Z roku na rok festiwal stawał się Festiwalem Starych Przebojów i Festiwalem Przebrzmiałych Artystów. Jest wspaniała okazja by odświeżyć formułę festiwalu i zaprosić wszystkich co chcą wystąpić. Komu kasa za występ będzie mała ten sam zrezygnuje ale młodym zawsze pokazanie się na festiwalu jest potrzebne i przyjadą byleby mieli gdzie spać, co jeść i gdzieś się zabawić. Jeżeli widzowie będą festiwal przetrwa choćby tysiąc Kurskich klęło i zabraniało. Jak widzów nie będzie to ani miasto ani żadna telewizja tego nie pociągnie. 

W
Wojciech

Nareszcie festiwal odgrzewanych kotletów zniknie z Opola, to był przegląd piosenkarzy TVP z przed lat, non stop ci sami wykonawcy, a grom wspaniałych wykonawców, naszych reprezentantów polskiej piosenki nie była brana pod uwagę, muzyka na przestrzeni 20 lat się zmieniła. Festiwal w Opolu nie był reprezentantem polskiej piosenki i nie ma żadnej wartości kulturowej.

G
Gość
W dniu 23.05.2017 o 10:42, brukowka napisał:

PiSbolszewiki z TVPis zrobia Festiwal Piesni Smolenskiej i zawiaza autokarami na niego gawiedz smolenska na koszt podatnika ot taka wasza PiSmac jest. Przegonilismy Naziste, przegonilismy Komuniste, przegonimy i Kaczyste.

Może kiedyś bym się z tego śmiał, ale widząc dokonania Macierewicza, jego kumpli, boy-friendów oraz efekty pracy podkomisji smoleńskiej - wiem, że taki festiwal jest możliwy.

Chociaż na scenie wewnętrznej polska piosenka wstanie z kolan, jak to określił Prezes, bo za granicą jest niesprzedawalna - co rok w rok pokazuje choćby Eurowizja.

G
Gość
W dniu 22.05.2017 o 23:11, tina napisał:

Co za głupoty wypisujecie że Kajah zrezygnowała przecież Kurski z niej zrezygnował i lawina ruszyła a moim zdaniem prezydent dobrze zrobił że sie przeciwstawił TVP przecież oni robią to co im jest pasuje, ale ten się śmieje kto się śmieje ostatni po prostu to jest PIS.
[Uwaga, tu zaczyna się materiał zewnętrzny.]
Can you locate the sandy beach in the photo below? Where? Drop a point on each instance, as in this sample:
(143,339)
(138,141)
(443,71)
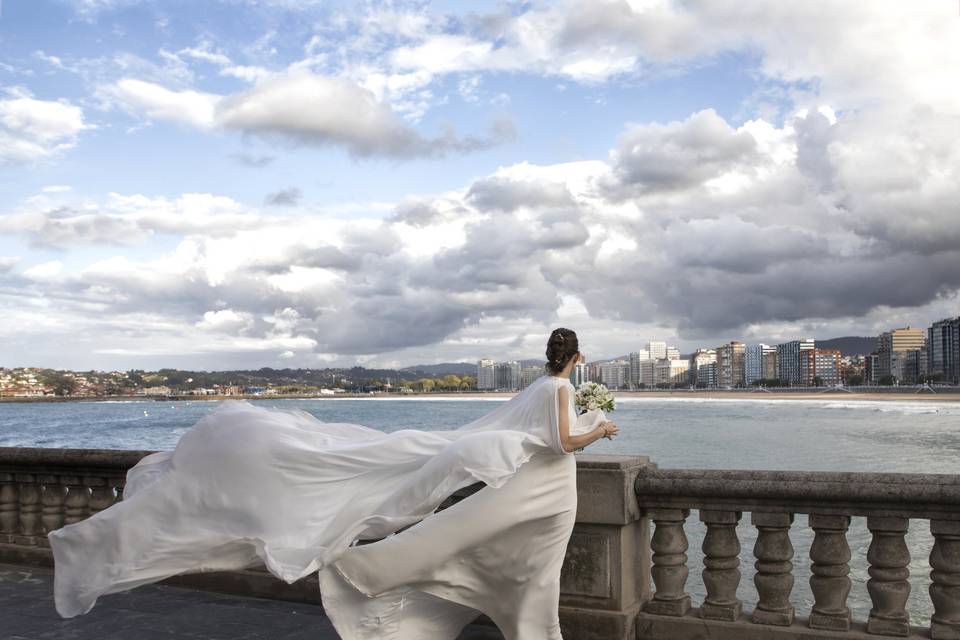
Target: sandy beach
(907,395)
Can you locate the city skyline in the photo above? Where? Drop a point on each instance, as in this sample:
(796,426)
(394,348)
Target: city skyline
(242,184)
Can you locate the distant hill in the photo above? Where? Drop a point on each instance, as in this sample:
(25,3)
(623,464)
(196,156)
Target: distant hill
(850,345)
(457,368)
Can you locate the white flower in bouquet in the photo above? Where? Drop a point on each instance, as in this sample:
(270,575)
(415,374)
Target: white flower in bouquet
(592,396)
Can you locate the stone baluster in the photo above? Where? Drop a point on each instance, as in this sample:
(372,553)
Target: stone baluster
(830,581)
(29,510)
(774,577)
(53,495)
(77,503)
(101,493)
(669,571)
(9,508)
(945,574)
(721,562)
(888,585)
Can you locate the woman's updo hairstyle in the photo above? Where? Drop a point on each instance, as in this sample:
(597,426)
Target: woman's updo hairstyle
(561,346)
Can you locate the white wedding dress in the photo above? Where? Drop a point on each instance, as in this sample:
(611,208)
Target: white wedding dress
(247,484)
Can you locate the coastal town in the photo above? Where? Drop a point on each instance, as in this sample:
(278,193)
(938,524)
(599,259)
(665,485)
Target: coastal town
(899,357)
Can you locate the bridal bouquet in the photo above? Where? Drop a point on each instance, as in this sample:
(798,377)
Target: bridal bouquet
(591,395)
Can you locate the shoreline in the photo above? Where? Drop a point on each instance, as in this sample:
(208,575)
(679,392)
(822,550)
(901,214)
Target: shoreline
(908,395)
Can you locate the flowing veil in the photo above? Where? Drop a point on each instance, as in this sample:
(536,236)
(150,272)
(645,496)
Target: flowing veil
(248,484)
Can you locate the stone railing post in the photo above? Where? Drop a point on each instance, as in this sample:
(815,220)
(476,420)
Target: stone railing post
(774,577)
(669,570)
(77,503)
(9,508)
(606,572)
(101,493)
(945,574)
(29,510)
(721,562)
(830,582)
(889,588)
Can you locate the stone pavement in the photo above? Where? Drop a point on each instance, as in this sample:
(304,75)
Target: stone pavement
(155,611)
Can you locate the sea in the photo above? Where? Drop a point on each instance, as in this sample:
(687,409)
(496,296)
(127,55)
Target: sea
(832,434)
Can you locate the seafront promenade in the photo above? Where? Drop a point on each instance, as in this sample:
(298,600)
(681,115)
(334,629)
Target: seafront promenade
(627,573)
(904,393)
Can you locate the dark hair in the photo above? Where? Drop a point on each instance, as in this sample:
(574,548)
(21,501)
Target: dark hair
(561,346)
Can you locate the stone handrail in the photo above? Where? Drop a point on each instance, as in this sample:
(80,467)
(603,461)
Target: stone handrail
(887,500)
(618,581)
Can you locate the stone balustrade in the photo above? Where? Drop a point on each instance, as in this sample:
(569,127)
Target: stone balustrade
(888,501)
(619,581)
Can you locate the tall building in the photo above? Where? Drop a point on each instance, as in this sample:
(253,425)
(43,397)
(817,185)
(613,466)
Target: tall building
(507,375)
(753,368)
(870,369)
(822,364)
(892,347)
(486,377)
(529,374)
(635,359)
(730,364)
(943,350)
(581,374)
(647,372)
(657,350)
(671,371)
(614,374)
(707,375)
(788,359)
(701,358)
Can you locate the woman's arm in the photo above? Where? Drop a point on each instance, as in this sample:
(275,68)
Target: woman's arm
(572,443)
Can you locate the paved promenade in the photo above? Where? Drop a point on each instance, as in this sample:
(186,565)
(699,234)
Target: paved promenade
(154,611)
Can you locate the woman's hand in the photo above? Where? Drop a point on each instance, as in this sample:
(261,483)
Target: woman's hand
(610,429)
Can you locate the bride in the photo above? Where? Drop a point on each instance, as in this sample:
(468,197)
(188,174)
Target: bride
(249,485)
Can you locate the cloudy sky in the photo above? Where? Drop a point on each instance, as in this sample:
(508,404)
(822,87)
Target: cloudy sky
(247,183)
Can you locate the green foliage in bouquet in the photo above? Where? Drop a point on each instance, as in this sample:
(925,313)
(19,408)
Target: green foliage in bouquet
(592,395)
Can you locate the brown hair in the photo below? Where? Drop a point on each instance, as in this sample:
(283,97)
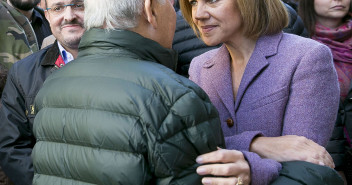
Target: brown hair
(261,17)
(307,12)
(3,75)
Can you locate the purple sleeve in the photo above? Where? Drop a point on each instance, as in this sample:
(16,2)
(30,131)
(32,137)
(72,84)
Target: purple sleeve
(314,97)
(263,171)
(241,141)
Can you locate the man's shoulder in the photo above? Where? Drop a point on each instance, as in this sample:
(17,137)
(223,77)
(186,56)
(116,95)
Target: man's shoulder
(31,62)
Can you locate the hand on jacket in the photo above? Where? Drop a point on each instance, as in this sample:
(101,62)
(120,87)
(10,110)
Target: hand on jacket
(291,148)
(229,164)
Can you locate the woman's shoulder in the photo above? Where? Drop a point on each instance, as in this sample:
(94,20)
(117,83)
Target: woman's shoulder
(299,42)
(207,55)
(301,46)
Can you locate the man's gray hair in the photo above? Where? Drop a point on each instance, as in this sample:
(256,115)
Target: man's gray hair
(112,14)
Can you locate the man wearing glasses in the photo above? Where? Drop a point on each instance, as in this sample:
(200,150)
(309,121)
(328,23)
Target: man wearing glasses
(24,81)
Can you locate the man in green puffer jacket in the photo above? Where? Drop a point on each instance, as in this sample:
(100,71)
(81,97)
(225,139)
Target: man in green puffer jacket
(119,114)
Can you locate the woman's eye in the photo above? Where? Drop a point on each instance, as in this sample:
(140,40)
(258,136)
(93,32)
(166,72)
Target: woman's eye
(57,8)
(193,2)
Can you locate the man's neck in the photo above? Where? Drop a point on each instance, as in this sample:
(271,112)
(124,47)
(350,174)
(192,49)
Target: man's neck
(27,13)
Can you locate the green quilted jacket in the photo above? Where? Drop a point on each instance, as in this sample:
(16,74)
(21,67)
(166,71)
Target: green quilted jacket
(119,115)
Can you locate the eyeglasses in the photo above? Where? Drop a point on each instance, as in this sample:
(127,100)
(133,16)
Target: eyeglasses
(59,9)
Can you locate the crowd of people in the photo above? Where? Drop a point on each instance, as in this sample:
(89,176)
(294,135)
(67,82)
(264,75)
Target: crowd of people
(176,92)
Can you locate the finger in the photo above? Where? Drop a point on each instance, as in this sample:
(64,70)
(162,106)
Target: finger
(220,156)
(217,180)
(225,170)
(324,158)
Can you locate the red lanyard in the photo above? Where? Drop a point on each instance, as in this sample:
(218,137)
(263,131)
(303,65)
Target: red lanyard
(60,62)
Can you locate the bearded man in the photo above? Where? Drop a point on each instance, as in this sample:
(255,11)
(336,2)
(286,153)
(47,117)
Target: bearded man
(22,29)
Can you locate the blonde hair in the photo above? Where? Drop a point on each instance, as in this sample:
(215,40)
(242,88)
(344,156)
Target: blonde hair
(260,17)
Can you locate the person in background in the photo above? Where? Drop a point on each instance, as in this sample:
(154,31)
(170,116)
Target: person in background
(20,26)
(24,81)
(119,114)
(22,29)
(277,94)
(3,71)
(188,45)
(329,22)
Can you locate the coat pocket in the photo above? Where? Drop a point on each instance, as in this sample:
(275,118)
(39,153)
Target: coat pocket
(271,98)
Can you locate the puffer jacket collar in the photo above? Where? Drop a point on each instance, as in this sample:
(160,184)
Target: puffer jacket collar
(125,43)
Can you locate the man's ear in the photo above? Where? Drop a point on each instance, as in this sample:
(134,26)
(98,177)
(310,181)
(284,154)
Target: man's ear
(46,13)
(149,11)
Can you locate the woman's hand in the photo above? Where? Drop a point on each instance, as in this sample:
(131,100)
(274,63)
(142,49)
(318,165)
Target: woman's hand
(291,148)
(229,165)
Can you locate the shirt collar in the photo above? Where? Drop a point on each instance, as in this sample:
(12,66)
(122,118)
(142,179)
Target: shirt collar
(66,56)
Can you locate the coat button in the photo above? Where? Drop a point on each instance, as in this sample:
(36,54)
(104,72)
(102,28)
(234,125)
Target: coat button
(230,122)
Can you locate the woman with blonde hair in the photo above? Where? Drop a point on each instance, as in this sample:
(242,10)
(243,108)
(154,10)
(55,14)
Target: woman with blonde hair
(277,94)
(329,22)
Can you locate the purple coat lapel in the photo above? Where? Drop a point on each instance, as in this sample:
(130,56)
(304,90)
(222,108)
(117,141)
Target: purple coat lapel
(219,69)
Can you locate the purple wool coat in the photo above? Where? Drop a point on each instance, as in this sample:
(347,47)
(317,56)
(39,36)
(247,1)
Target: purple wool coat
(289,87)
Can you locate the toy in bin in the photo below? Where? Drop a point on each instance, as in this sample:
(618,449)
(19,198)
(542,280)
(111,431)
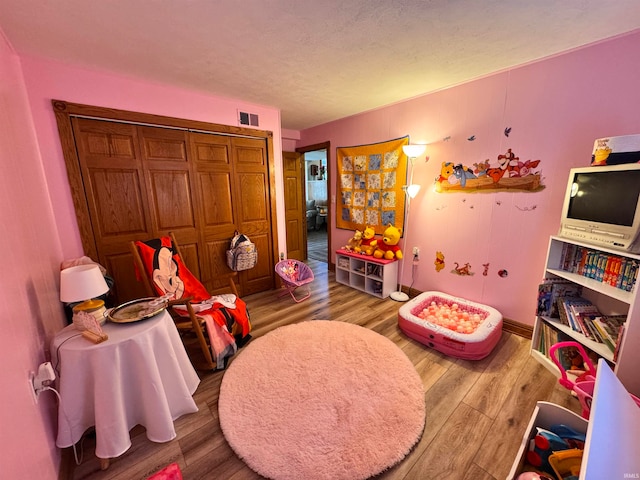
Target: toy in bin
(546,451)
(584,385)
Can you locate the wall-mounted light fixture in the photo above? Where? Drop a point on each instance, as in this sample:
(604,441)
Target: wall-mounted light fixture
(411,190)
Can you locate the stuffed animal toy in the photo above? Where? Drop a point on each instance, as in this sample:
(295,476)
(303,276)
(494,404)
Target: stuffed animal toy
(389,248)
(354,242)
(369,242)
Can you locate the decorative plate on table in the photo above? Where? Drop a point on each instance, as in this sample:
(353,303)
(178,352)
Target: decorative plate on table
(137,310)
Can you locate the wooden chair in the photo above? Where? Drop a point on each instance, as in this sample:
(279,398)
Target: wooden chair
(191,324)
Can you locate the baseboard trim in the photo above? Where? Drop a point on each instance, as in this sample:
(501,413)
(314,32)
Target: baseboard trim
(517,328)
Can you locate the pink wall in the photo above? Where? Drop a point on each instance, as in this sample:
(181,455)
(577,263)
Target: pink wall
(556,109)
(31,311)
(47,80)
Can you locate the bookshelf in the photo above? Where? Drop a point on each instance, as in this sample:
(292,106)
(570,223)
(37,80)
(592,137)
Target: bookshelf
(607,279)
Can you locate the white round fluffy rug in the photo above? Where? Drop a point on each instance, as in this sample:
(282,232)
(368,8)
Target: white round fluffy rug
(321,400)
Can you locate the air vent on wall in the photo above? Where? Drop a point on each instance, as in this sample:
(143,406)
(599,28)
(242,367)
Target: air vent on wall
(245,118)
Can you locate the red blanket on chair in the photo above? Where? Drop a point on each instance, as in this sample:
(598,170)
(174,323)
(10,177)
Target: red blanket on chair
(225,316)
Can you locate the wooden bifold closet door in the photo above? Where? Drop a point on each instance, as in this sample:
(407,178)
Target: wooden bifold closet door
(134,181)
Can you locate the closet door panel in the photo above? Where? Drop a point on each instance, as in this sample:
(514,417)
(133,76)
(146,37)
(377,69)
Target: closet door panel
(211,164)
(115,193)
(215,190)
(134,181)
(252,212)
(169,182)
(171,196)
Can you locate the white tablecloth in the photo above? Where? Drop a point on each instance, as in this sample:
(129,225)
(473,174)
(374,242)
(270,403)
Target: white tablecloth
(140,376)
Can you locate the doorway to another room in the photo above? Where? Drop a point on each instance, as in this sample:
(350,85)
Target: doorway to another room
(317,204)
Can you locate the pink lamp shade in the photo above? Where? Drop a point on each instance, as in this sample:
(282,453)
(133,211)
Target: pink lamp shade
(82,282)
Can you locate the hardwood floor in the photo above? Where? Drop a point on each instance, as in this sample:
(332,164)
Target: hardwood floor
(317,248)
(477,411)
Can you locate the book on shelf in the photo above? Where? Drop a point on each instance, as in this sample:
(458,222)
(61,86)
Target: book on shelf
(572,311)
(610,269)
(550,290)
(619,341)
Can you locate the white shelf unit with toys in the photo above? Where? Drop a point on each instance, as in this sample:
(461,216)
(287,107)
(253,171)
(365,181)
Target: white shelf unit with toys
(374,276)
(613,290)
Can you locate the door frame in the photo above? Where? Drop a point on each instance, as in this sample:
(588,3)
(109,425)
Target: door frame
(330,203)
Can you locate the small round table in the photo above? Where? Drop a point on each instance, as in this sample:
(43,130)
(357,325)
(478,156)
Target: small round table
(140,375)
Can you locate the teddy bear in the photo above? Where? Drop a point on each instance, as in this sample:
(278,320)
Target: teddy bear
(354,242)
(389,248)
(369,242)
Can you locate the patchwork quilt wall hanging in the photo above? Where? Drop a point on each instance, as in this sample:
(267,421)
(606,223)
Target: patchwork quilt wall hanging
(369,186)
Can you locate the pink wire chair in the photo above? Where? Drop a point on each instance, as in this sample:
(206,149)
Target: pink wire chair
(294,274)
(584,385)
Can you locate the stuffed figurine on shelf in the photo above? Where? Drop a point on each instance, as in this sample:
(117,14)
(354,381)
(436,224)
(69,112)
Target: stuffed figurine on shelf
(368,244)
(389,248)
(354,242)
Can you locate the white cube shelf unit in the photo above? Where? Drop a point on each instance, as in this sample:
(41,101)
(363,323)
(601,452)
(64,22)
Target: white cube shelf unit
(374,276)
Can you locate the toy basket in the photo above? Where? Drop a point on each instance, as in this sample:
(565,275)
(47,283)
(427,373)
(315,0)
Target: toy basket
(242,254)
(584,384)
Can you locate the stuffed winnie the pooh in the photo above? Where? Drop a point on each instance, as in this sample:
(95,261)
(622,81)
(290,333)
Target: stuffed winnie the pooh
(389,248)
(368,244)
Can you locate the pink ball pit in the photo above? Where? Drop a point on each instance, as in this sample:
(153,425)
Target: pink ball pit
(451,325)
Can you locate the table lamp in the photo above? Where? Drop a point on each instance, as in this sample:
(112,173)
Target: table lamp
(83,283)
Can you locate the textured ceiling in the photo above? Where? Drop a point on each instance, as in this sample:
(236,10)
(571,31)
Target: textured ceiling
(316,61)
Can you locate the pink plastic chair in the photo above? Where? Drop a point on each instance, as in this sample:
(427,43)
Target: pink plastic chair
(584,385)
(295,274)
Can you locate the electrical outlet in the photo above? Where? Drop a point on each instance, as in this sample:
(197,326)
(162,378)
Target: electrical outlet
(39,381)
(32,376)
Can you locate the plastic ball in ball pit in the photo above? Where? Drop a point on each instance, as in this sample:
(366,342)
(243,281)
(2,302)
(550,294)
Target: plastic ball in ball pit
(452,316)
(533,476)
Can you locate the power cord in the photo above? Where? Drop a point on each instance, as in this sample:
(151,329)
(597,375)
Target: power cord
(75,451)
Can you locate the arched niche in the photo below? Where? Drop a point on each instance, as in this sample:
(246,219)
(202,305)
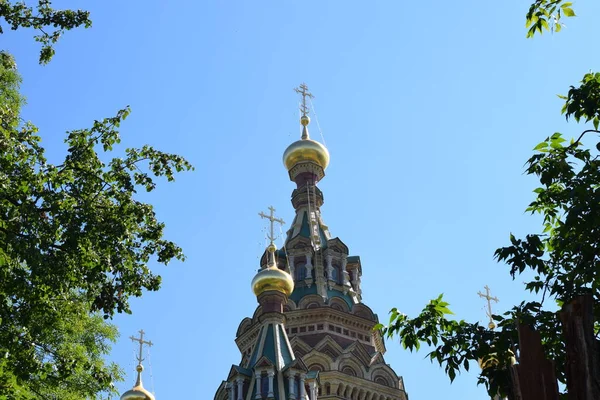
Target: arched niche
(309,299)
(244,326)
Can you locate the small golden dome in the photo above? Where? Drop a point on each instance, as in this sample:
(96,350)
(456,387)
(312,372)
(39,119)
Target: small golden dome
(306,150)
(272,278)
(138,392)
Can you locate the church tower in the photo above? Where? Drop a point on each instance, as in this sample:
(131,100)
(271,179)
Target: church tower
(311,337)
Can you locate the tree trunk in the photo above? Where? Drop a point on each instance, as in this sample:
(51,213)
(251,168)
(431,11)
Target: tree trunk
(534,377)
(583,361)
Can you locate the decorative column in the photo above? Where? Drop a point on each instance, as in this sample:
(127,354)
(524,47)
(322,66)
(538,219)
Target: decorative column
(257,385)
(301,387)
(230,388)
(309,266)
(292,267)
(313,389)
(240,383)
(355,278)
(271,374)
(346,281)
(291,376)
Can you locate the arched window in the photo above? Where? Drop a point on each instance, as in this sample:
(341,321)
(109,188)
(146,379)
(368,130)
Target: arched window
(264,384)
(382,381)
(300,270)
(316,367)
(335,274)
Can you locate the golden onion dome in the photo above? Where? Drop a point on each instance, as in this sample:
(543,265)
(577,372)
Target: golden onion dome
(305,150)
(272,278)
(138,392)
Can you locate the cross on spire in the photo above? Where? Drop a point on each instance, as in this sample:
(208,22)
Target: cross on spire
(272,220)
(303,91)
(489,299)
(142,342)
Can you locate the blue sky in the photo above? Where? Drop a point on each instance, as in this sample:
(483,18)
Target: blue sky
(429,110)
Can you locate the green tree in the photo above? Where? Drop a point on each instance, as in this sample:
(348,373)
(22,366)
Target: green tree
(75,242)
(49,23)
(563,256)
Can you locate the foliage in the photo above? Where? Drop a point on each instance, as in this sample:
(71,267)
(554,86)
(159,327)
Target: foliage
(564,257)
(72,349)
(545,15)
(74,240)
(49,22)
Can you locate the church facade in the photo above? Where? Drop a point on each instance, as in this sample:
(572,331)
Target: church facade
(311,336)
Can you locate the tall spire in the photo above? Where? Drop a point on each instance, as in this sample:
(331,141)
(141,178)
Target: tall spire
(305,159)
(305,119)
(138,392)
(272,220)
(489,299)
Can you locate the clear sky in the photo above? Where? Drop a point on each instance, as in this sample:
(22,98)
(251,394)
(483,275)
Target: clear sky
(429,110)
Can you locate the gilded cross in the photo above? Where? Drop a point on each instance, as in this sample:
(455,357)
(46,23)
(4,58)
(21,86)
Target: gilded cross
(489,299)
(142,342)
(303,90)
(272,220)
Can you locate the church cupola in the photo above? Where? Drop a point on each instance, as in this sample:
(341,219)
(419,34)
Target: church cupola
(305,159)
(138,392)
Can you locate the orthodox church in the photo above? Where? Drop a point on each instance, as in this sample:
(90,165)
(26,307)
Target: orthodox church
(311,336)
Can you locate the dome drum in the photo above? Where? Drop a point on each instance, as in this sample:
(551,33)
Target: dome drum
(306,171)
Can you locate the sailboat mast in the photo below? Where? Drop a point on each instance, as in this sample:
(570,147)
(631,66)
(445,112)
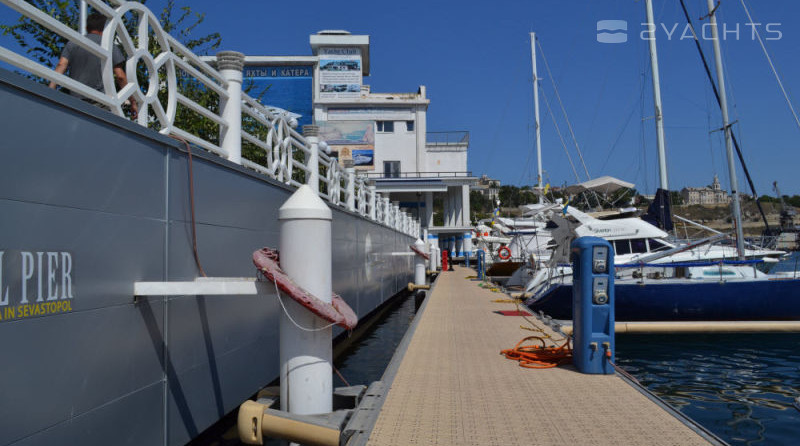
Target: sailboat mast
(662,157)
(723,103)
(539,184)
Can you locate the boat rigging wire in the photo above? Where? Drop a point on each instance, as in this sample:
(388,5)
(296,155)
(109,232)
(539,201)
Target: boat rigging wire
(716,94)
(771,65)
(563,110)
(560,136)
(191,204)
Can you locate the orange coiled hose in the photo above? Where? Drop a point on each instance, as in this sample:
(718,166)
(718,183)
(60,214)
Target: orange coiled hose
(539,356)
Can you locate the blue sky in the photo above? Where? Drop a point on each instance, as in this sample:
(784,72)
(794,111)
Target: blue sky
(474,59)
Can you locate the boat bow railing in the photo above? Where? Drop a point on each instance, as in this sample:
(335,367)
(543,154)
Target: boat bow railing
(158,70)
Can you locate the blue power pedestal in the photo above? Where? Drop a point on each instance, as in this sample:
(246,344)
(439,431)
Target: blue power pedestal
(593,305)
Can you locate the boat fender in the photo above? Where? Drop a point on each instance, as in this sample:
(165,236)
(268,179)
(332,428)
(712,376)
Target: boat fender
(337,311)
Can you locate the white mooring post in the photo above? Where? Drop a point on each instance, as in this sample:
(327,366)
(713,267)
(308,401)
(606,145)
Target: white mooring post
(230,65)
(311,134)
(372,212)
(419,264)
(351,188)
(305,256)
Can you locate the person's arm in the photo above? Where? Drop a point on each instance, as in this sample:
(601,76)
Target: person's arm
(61,68)
(122,81)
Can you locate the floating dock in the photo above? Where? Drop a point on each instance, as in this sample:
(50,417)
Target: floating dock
(449,384)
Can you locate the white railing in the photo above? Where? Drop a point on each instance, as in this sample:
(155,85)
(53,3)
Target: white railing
(287,156)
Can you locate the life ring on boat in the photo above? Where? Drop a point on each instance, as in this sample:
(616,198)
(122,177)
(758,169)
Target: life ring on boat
(504,253)
(338,312)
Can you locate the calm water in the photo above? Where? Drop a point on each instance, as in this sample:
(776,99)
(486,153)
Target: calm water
(741,387)
(366,360)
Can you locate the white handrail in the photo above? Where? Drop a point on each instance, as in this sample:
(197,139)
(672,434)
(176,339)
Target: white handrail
(267,129)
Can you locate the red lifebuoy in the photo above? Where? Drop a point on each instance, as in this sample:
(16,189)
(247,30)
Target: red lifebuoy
(504,253)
A dokładniej, ostatni się zawsze śmieje Prezes

(Jarosław K. uradowany po rozgonieniu protestujących - słusznie czy niesłusznie - przez policję przed Sejmem - zdjęcie jest dostępne w sieci, jako niezarejestrowany użytkownik nie mogę go tu dodać).

Nawiasem mówiąc, Kurski zrezygnował z występu Kayah, ale kiedy zrobiła się z tego afera wszystkiemu zaprzeczył. Ale piosenkarka poczuła się urażona i odrzuciła jego zaloty.

g
gosc

burza w szklance H2O :D

B
Bibi
Ale Wy na siebie jedziecie ...
a
a plaszcak mnie znajdzie

NIE kURSKIEMU!! I tyle  w temacie!!! niech se urządza swoje!!! a miastom przypominam "tylko świnie siedzą w kinie " bo nie o miasta chodzi a o twórców to oni w geście solidarności wsparli Kayah szacun dla Nosowskiej Pierwszej Damy Niezależnego  Showbisnesu ona jako pierwsza powiedziała  wielkie NIE !!! DZIĘKUJĘ!!! Kasiu :mellow:

H
Hairy Portier

Prezydent Opola chciał się pokazać na scenie ogólnopolskiej no i się pokazał. I to wszystko z korzyści jakie były do osiągnięcia, bo teraz będą tylko koszty i straty. Źle to wygląda.

b
brukowka

PiSbolszewiki z TVPis zrobia Festiwal Piesni Smolenskiej i zawiaza autokarami na niego gawiedz smolenska na koszt podatnika ot taka wasza PiSmac jest. Przegonilismy Naziste, przegonilismy Komuniste, przegonimy i Kaczyste.